Three of the injured boys were transported to the nearby Foothills Medical Centre with "multiple, quite serious, soft tissue-type injuries," Emergency Medical Services spokesman Adam Loria told reporters. They are considered "stable and non-life-threatening." The remaining trio were taken to the Rockyview General Hospital with "minor injuries and stable condition," he said.
The sliding track, which was used in the 1988 Olympic Games, is on the World Cup circuit. Athletes also use it for training. The track was closed at the time, but the top of the Olympic facility can be easily accessed. It is just on the other side of a fence separating it from suburban homes. Intruders could also climb the short chain-link fence surrounding the top of the park, which is across a street from the residential area. Further, the track is part of the larger COP complex and could be accessed from the base of the hill.
The weather was favourable when emergency responders arrived, Mr. Loria said, but given the location of the incident, some of the area where they had to work was "quite slippery."

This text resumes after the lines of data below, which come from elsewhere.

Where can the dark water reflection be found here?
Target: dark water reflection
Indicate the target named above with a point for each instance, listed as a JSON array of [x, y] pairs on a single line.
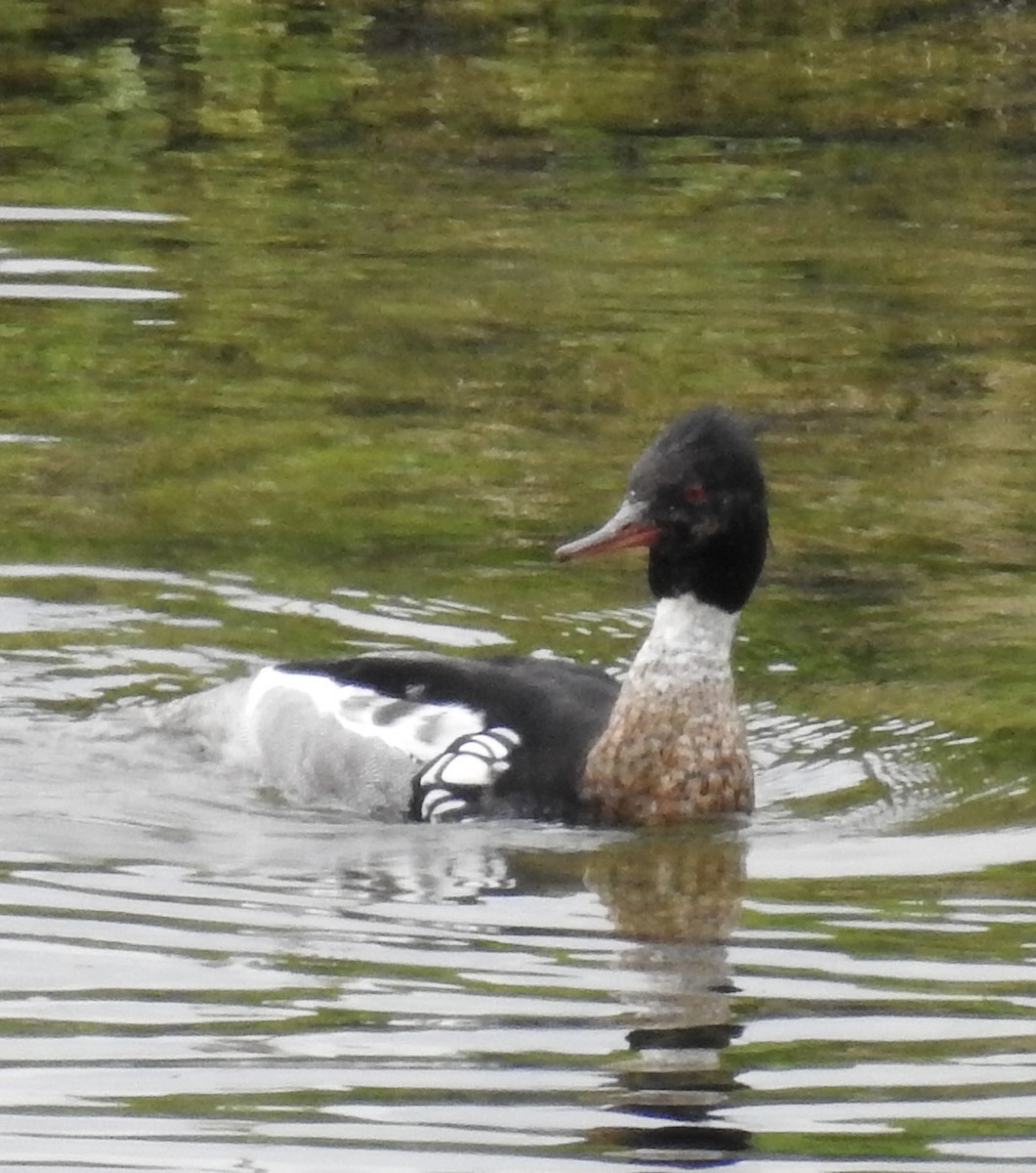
[[321, 326]]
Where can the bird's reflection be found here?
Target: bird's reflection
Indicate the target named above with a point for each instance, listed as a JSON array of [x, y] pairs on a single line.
[[676, 898], [672, 901]]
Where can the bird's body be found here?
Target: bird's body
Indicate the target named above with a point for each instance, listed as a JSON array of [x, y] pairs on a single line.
[[545, 737]]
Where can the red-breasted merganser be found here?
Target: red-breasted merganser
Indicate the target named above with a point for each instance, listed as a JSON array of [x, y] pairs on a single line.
[[548, 738]]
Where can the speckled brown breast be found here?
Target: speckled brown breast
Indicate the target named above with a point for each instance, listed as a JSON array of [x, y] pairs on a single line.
[[670, 756]]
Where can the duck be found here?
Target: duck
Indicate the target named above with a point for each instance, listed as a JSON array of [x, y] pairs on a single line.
[[461, 738]]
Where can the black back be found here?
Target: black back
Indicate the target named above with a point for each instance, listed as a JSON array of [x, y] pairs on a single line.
[[557, 709]]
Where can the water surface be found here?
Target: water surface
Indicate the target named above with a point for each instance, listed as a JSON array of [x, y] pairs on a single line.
[[321, 327]]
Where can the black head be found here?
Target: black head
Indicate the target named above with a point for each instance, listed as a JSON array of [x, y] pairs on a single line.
[[697, 500]]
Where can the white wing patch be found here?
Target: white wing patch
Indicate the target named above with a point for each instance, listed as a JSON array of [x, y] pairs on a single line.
[[410, 726], [452, 787]]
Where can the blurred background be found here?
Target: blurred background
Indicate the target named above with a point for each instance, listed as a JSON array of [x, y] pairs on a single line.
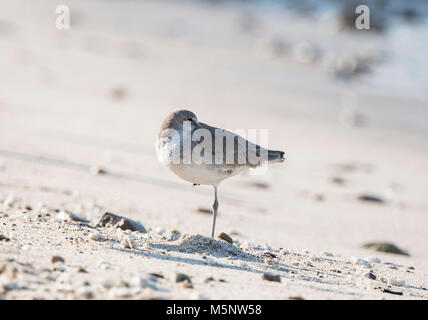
[[80, 109]]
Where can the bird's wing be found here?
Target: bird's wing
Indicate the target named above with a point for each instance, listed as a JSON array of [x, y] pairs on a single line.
[[231, 148]]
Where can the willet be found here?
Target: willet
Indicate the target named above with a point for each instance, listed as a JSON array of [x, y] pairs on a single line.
[[210, 160]]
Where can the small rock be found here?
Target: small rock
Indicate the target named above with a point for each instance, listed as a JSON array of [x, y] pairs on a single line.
[[370, 275], [397, 283], [128, 241], [209, 279], [399, 293], [81, 270], [97, 237], [327, 254], [156, 275], [55, 259], [277, 47], [180, 277], [204, 210], [271, 277], [187, 284], [225, 237], [305, 52], [68, 216], [268, 254], [109, 219], [95, 171], [338, 180], [360, 262], [373, 259], [3, 238], [371, 198], [268, 261], [10, 201], [385, 247]]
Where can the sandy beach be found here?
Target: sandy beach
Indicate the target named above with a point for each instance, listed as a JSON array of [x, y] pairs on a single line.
[[79, 114]]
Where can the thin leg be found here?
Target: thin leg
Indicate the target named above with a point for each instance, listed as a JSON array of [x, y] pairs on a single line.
[[215, 207]]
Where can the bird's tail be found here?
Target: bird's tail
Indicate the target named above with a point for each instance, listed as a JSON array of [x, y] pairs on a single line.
[[275, 156]]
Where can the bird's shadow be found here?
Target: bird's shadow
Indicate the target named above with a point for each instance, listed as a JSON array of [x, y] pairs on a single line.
[[244, 257]]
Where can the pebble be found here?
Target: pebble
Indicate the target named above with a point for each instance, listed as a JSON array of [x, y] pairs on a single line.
[[187, 285], [373, 259], [55, 259], [120, 292], [305, 52], [128, 241], [204, 210], [360, 262], [271, 277], [327, 254], [397, 283], [97, 237], [3, 238], [10, 201], [109, 219], [385, 247], [392, 292], [95, 171], [209, 279], [180, 277], [105, 265], [82, 270], [268, 261], [370, 198], [225, 237], [68, 216], [370, 275]]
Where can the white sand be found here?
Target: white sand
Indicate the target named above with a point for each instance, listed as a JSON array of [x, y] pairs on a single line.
[[59, 117]]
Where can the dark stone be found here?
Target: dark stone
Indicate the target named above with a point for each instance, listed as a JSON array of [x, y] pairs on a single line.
[[385, 247], [112, 220], [271, 277], [56, 259], [370, 198], [399, 293]]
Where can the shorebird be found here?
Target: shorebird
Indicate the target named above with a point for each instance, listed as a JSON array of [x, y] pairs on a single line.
[[179, 148]]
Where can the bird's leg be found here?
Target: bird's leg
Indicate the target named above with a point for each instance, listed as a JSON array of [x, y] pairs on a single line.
[[215, 207]]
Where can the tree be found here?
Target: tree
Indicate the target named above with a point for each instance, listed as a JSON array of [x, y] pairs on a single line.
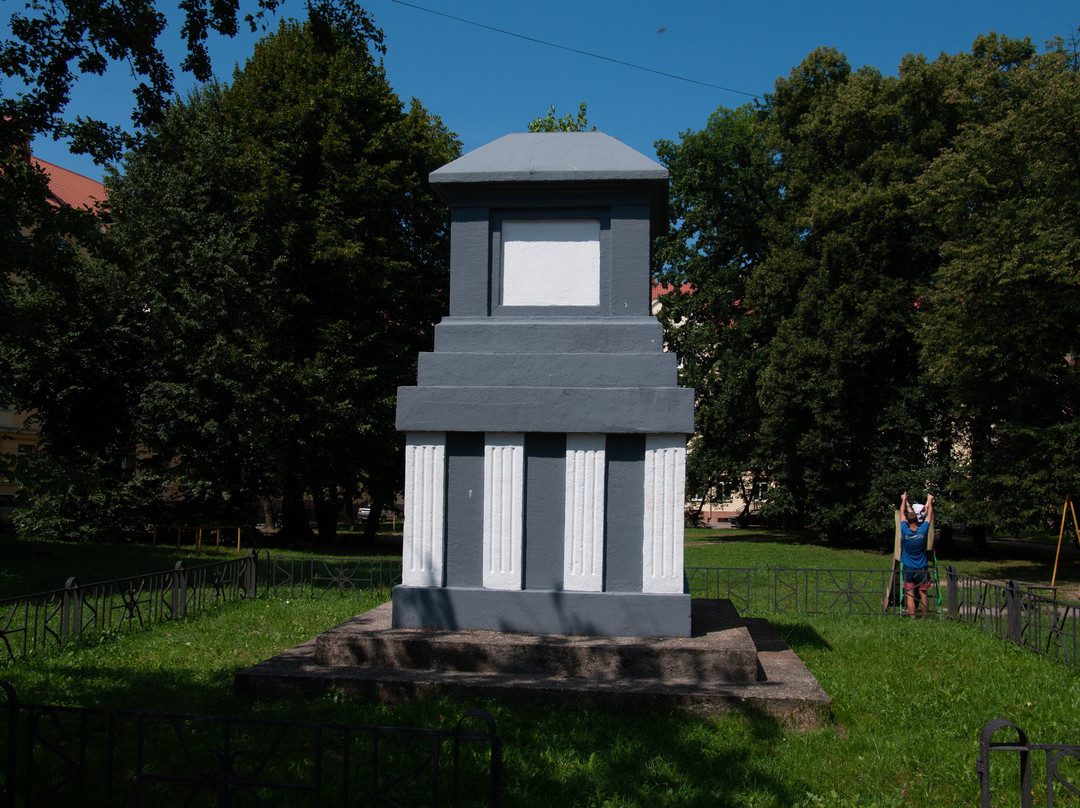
[[874, 280], [566, 123], [294, 261], [1000, 328], [721, 193]]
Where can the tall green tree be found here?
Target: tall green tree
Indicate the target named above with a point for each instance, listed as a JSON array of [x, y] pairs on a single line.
[[877, 274], [294, 261], [723, 191], [1000, 331]]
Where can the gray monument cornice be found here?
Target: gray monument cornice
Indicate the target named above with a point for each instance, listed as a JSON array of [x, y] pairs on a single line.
[[554, 157]]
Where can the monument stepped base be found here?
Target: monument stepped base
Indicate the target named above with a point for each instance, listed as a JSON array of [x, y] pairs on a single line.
[[728, 663]]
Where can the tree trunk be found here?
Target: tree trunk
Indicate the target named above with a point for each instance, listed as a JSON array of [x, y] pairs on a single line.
[[266, 506], [327, 508], [372, 526], [294, 515]]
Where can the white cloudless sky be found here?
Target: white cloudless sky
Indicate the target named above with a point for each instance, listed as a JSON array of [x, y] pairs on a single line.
[[485, 83]]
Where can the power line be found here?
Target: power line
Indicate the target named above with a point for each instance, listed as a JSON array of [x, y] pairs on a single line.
[[572, 50]]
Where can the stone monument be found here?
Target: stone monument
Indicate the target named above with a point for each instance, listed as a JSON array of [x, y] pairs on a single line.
[[545, 435]]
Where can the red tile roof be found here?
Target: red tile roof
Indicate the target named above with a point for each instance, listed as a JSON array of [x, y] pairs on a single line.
[[70, 188], [663, 288]]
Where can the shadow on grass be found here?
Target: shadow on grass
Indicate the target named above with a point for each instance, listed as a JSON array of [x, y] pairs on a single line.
[[727, 535], [553, 755], [801, 636]]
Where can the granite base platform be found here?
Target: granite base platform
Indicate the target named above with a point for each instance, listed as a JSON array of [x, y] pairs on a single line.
[[729, 662]]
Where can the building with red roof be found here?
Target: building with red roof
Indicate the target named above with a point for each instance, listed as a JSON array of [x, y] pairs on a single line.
[[17, 436]]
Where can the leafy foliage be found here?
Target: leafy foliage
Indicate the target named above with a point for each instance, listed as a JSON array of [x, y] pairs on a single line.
[[293, 261], [869, 284], [566, 123], [274, 261]]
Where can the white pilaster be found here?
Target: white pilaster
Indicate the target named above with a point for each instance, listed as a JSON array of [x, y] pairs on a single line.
[[423, 543], [664, 489], [503, 509], [583, 525]]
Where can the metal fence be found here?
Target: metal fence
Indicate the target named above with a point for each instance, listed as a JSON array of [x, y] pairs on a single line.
[[810, 591], [311, 577], [1058, 762], [57, 755], [49, 620], [1020, 614]]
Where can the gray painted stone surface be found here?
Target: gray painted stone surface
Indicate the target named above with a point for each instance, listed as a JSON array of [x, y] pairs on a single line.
[[544, 502], [547, 369], [552, 611], [464, 508], [551, 158], [549, 335], [625, 502], [544, 409]]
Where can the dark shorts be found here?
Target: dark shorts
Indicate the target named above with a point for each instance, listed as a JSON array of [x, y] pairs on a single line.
[[917, 579]]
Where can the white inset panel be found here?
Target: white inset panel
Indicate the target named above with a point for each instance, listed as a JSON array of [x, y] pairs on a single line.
[[503, 509], [583, 526], [664, 488], [551, 263], [423, 543]]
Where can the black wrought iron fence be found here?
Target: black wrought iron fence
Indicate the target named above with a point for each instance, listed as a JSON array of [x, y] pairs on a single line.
[[810, 591], [1042, 623], [57, 755], [1060, 768], [304, 576], [44, 621], [48, 620]]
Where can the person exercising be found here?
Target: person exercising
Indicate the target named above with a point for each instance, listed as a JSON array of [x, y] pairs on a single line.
[[913, 554]]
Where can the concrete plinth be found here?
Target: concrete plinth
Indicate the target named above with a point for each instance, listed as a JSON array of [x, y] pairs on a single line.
[[727, 663]]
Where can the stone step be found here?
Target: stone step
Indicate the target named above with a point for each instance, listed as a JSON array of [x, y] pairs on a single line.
[[781, 685], [728, 656]]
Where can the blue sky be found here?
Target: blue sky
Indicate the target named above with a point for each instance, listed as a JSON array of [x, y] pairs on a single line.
[[484, 83]]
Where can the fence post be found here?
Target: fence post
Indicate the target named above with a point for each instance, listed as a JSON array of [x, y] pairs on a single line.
[[69, 608], [953, 592], [1013, 611], [251, 574], [983, 765], [179, 598], [9, 792]]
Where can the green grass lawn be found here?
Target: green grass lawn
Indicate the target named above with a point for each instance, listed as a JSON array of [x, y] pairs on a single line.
[[908, 701], [909, 698], [31, 565]]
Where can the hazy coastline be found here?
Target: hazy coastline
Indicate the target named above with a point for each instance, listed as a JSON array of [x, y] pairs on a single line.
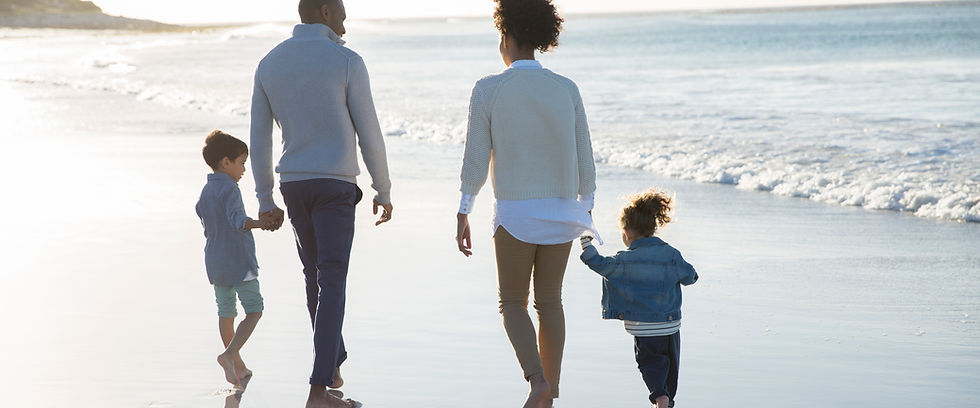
[[70, 14]]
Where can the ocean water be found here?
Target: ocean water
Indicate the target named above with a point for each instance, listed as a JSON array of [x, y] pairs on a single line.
[[800, 303], [876, 107]]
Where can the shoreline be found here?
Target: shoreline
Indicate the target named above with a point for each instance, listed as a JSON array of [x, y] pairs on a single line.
[[801, 294], [86, 21]]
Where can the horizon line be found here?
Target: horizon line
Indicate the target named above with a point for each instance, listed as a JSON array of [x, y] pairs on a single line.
[[732, 10]]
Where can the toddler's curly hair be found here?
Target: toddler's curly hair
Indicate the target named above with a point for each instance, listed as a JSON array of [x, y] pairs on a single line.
[[532, 23], [646, 212]]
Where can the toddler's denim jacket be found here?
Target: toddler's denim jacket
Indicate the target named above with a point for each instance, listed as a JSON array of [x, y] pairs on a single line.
[[642, 283]]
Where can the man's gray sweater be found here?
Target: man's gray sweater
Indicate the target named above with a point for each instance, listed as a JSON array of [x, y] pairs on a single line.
[[318, 92]]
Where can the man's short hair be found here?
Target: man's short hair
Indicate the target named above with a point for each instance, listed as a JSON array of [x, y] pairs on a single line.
[[219, 145], [309, 10]]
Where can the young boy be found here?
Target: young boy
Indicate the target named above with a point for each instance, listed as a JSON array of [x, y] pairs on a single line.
[[642, 287], [229, 254]]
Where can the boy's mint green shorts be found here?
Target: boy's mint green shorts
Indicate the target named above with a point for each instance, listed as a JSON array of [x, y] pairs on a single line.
[[248, 294]]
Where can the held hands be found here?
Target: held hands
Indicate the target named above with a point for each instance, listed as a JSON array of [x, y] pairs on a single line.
[[271, 220], [385, 213], [463, 234]]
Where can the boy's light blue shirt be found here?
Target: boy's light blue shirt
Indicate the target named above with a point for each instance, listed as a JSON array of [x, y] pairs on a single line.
[[642, 283], [229, 253]]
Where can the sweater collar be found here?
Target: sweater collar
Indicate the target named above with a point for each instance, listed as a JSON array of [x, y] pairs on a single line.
[[526, 64], [648, 241], [316, 30]]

Police have brought in the CPS Traffic Reconstruction Unit as well as officers from the Centralized General Investigations Section. WinSport Canada, which runs COP, is co-operating with police and providing security camera footage. CPS is also gathering security footage from nearby residents.
"On behalf of WinSport, I would like to express our sincerest sympathies to the families of the two deceased," Barry Heck, Winsport's president, said in a statement. "Our thoughts and prayers are with their families."
On Saturday, COP lowered the giant Canadian flag at the top of the ski hill to half-mast.
The bobsleigh track is open to the public in the summer, but visitors are accompanied by a "professional pilot," according to WinSport. The ride covers 10 turns, including the "famous Omega and Kreisel" corners. Guests can reach speed of up to 80 kilometres per hour, WinSport says.
WinSport has also transformed the Olympic ski jump facility into a zipline ride in the summer.